The front door slammed open and two CorSec agents, in battle armor, carrying blaster rifles, were the first ones through it.
Han’s blaster cleared its holster and Lando tipped the table over toward the intruders, providing cover.
Han shot the first intruder in his chest armor. The blast didn’t penetrate, but the impact knocked the man backward into a new wave of CorSec enforcers trying to get through the door.
Teppler dived behind the table, switching his tumbler to his left hand, drawing his own hold-out blaster with his right. He fired over the table edge. His shot hit the glowing STREET sign over the door, incinerating it, raining sparks down on the intruders jammed there.
Leia ignited her lightsaber. She spun to crouch behind the table, then plunged the glowing blade into the floor. She began to drag it around in a wide circle.
The second intruder fired at the only upright figure in the vicinity. His blaster rifle shot hit the waiter droid at about knee level and neatly severed the cylinder there. With a somewhat inconvenienced-sounding cry of “I say,” the droid toppled sideways; the tray of drinks and empty glasses it had been carrying crashed to the floor. A wave of shattered glass, half-melted ice, and unbreakable transparisteel containers washed across table, chair, and patron legs.
Lando extracted his blaster from beneath the folds of his hip cloak. He brought it up parallel with Han’s and fired, catching the faceplate of the intruder who had shot the droid. That man, too, staggered back and down, adding to the congestion at the doorway.

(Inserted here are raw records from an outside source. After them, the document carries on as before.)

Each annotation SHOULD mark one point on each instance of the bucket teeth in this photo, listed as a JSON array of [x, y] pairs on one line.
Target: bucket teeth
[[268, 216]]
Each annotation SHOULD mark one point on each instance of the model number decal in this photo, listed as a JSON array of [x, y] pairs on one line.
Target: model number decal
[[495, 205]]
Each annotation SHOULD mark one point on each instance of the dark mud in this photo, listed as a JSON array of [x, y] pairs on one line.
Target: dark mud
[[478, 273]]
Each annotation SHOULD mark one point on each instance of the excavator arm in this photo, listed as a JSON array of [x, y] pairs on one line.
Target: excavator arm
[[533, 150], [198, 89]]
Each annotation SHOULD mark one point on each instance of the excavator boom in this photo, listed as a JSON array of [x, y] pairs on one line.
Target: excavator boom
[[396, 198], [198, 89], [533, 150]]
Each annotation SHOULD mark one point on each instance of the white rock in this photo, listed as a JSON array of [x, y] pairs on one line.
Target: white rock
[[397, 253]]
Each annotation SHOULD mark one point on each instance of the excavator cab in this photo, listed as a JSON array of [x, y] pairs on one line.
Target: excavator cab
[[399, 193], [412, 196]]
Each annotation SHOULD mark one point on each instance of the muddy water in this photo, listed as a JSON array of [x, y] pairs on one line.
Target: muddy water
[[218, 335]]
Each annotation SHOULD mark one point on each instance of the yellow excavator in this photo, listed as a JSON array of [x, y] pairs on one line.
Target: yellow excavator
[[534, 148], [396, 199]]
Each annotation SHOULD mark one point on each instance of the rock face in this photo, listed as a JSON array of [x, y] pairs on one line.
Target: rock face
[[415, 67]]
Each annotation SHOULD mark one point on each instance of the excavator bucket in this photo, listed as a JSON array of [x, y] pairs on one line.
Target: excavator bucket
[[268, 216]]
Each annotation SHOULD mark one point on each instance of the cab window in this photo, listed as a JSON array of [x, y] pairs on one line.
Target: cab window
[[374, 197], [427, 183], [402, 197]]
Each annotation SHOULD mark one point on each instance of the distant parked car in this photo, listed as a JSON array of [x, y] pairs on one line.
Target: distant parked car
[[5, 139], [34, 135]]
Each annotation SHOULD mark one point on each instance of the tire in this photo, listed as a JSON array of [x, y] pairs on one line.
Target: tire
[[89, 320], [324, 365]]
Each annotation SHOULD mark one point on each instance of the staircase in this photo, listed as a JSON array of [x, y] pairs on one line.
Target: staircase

Leia finished her sweep with the lightsaber and a rough circle of flooring a meter and a half in diameter dropped away into darkness, rattling against a hard surface a moment later. “Let’s go,” she said, making it sound like a suggestion, and dropped through. Her lightsaber lit her new surroundings; she was in a darkened, narrow corridor.
Lando looked at Han. “You first.” He took another shot at the doorway, catching a CorSec trooper in the second rank right on the kneecap.
Han gestured for Lando to go. “Age before beauty.”
“Idiots.” Teppler dropped through, blaster in one hand and tumbler in the other, landing awkwardly behind Leia.
Rear ranks of invaders shoved the plug of stunned or injured troopers out of the doorway; four spilled into the bar, more jamming up at the door. Han fired again and caught one in his armored gut, sending him spinning to the floor. The others returned fire and Han, braced behind the tabletop, stared in alarm as whole chunks of its artificial wood surface were torn away, not impeding the blaster bolts in the least.